On November 6, 2017, Surisan Forest Park hosted an Atopy Forest Experience Class for 50 children and parents. The event followed a two-month theoretical training program on managing atopic dermatitis and allergic rhinitis, organized by the Sanbon Health Center.

- Activities: Guided forest walks, nature-based therapy sessions, and experiential learning about the health benefits of phytoncides (antimicrobial compounds released by trees).

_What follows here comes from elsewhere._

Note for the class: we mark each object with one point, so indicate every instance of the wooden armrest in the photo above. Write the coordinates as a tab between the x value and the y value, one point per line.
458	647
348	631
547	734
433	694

- Health Impact: Participants engaged in immunity-boosting activities, leveraging Surisan's natural environment to alleviate symptoms of atopic conditions.

The Sanbon Health Center, which oversees Surisan's public health initiatives, operates 43 regional facilities dedicated to asthma relief and preventive care, offering year-round education and support.